Prof. Dr. Masyhuri, Kepala PSPD UGM, juga mengungkapkan hal yang sama. Dikatakannya bahwa pertanian merupakan sektor penting di Indonesia. Hampir sebagian besar penduduknya bekerja di sektor ini, tetapi hanya mampu menyumbang pendapatan nasional dalam skala kecil. “Sektor pertanian menyerap sekitar 44% tenaga kerja, tapi hanya menyumbangkan 14% pendapatan nasional. Hal ini membuktikan kalau produktivitas pertanian kita sangat rendah,” terangnya.
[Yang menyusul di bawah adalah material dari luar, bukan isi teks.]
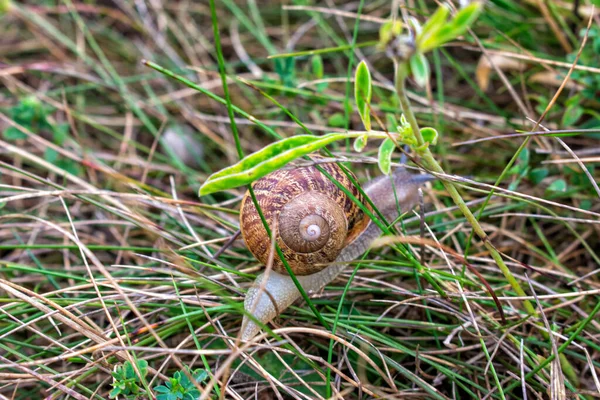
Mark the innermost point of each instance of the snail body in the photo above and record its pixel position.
(313, 219)
(326, 227)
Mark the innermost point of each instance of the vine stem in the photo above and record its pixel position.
(431, 164)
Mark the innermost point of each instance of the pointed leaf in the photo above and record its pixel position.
(385, 155)
(360, 143)
(419, 67)
(434, 23)
(362, 93)
(465, 17)
(267, 160)
(430, 135)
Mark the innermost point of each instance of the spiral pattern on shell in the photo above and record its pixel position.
(312, 218)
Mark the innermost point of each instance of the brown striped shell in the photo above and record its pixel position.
(312, 218)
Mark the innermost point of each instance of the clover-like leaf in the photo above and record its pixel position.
(363, 92)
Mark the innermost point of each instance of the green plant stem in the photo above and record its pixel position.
(431, 164)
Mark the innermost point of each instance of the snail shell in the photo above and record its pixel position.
(312, 219)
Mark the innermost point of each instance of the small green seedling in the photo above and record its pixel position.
(180, 387)
(126, 382)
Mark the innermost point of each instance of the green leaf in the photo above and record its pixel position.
(430, 135)
(317, 66)
(50, 155)
(114, 393)
(572, 114)
(558, 185)
(419, 67)
(12, 133)
(465, 17)
(267, 160)
(458, 25)
(362, 93)
(385, 155)
(434, 23)
(536, 175)
(388, 30)
(200, 375)
(360, 143)
(60, 133)
(337, 120)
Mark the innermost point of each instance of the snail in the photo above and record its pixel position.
(314, 223)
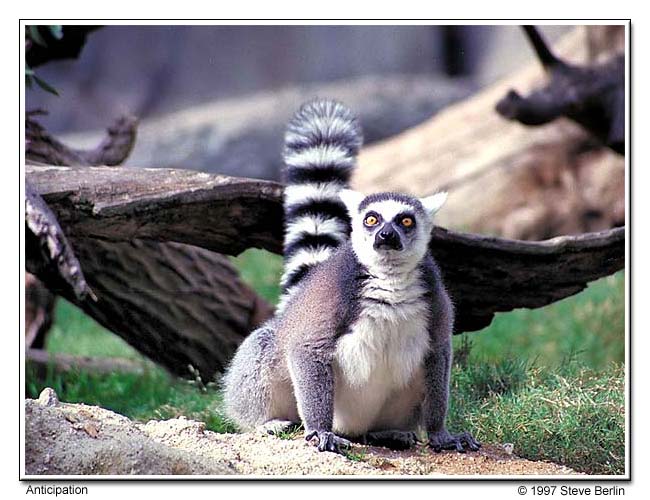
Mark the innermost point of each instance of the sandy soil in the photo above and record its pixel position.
(66, 438)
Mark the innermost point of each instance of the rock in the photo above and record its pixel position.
(78, 439)
(48, 397)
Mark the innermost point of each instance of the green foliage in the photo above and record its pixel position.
(33, 34)
(261, 270)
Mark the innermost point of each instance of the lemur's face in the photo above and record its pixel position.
(391, 228)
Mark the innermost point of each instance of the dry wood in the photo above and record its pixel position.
(484, 275)
(180, 305)
(61, 362)
(505, 178)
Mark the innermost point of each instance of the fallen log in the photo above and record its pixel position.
(484, 274)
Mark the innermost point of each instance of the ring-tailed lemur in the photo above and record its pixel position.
(360, 347)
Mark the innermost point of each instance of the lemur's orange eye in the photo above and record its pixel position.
(371, 220)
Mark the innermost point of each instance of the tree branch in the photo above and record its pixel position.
(591, 95)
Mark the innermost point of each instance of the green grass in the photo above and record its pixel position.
(588, 328)
(261, 270)
(576, 419)
(550, 380)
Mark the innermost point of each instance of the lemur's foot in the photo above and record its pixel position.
(277, 427)
(395, 440)
(327, 441)
(462, 442)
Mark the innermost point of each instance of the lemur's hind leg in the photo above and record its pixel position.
(254, 388)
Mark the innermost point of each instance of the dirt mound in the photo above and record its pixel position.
(64, 438)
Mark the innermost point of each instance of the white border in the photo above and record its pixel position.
(526, 478)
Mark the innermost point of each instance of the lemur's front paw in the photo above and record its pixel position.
(462, 442)
(327, 441)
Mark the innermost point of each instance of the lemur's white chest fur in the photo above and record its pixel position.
(380, 356)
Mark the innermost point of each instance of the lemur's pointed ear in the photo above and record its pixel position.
(434, 202)
(351, 199)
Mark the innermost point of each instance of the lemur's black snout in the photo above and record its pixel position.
(388, 237)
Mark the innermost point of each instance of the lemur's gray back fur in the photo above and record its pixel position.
(321, 144)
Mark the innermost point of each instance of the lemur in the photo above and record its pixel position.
(360, 346)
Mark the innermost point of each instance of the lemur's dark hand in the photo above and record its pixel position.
(443, 440)
(327, 441)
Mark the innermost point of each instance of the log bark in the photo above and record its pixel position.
(41, 361)
(39, 312)
(484, 275)
(505, 178)
(180, 305)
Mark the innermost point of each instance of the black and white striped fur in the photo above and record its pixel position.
(321, 144)
(360, 347)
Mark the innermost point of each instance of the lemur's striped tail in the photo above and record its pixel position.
(321, 144)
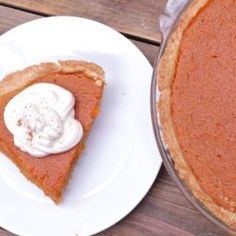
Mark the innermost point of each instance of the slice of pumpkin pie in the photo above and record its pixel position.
(47, 111)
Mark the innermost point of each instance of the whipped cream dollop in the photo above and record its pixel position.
(42, 120)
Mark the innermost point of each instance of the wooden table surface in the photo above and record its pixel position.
(164, 211)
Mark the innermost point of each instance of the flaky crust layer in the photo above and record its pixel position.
(166, 72)
(21, 78)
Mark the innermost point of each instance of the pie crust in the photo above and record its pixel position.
(86, 80)
(165, 75)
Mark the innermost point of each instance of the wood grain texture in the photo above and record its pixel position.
(135, 17)
(164, 211)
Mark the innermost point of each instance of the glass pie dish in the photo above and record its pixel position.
(168, 22)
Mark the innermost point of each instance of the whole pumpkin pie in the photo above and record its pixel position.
(49, 170)
(197, 82)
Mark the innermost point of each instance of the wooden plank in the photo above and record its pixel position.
(138, 18)
(164, 211)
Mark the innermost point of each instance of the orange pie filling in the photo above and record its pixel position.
(203, 101)
(52, 172)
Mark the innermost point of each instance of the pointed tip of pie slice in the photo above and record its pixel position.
(86, 82)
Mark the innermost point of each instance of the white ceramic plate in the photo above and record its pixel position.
(121, 160)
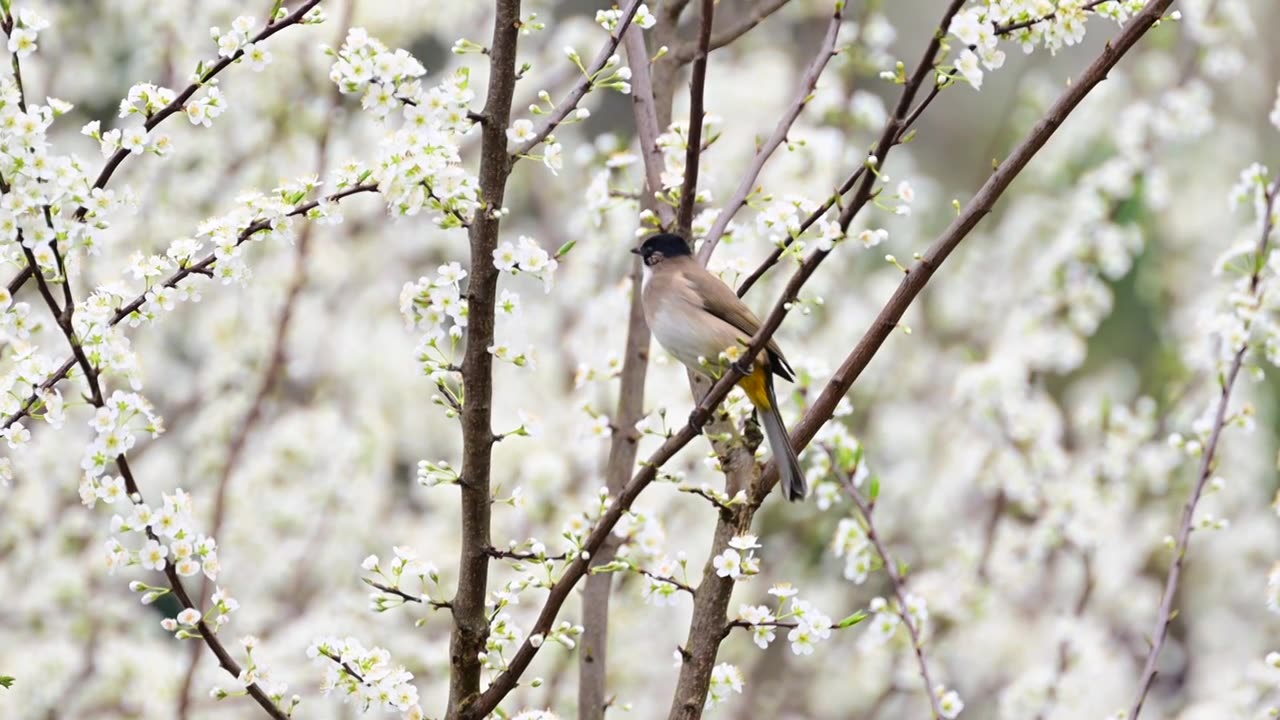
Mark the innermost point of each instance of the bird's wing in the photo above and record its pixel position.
(720, 300)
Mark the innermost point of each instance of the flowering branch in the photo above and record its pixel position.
(1165, 616)
(470, 620)
(758, 14)
(648, 130)
(202, 267)
(919, 273)
(585, 85)
(808, 81)
(897, 582)
(694, 151)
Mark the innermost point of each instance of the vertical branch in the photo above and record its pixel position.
(622, 458)
(705, 630)
(470, 623)
(593, 652)
(899, 583)
(270, 376)
(685, 217)
(1165, 616)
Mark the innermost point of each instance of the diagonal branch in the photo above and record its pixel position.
(758, 14)
(1165, 616)
(643, 99)
(585, 85)
(780, 133)
(899, 583)
(918, 276)
(824, 406)
(470, 620)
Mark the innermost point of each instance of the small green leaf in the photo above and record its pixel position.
(851, 620)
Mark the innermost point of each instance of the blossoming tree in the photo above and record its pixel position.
(214, 402)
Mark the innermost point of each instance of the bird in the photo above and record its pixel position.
(695, 317)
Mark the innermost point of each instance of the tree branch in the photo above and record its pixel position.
(694, 151)
(899, 584)
(201, 267)
(758, 14)
(470, 621)
(808, 81)
(1165, 616)
(585, 85)
(918, 276)
(643, 105)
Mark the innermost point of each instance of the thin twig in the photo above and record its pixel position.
(668, 580)
(694, 150)
(470, 619)
(918, 276)
(585, 85)
(899, 584)
(808, 82)
(758, 14)
(1165, 616)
Sementara itu, Dekan Fakultas Teknologi Pertanian Institut Pertanian Bandung, Sam Heru Dian, memaparkan dalam pengembangan pembangunan pertanian tidak hanya dilakukan dengan reformasi agraria, tetapi juga dengan pembangunan prasarana pertanian. Selain itu, secara perlahan juga harus melepaskan ketergantungan terhadap beras sebagai bahan pangan pokok melalui diversifikasi pangan. Demikian halnya berlaku terhadap gula pasir, yakni dengan melepas ketergantungan gula pasir melalui diversifikasi produksi dan konsumsi gula. (Humas UGM/Ika)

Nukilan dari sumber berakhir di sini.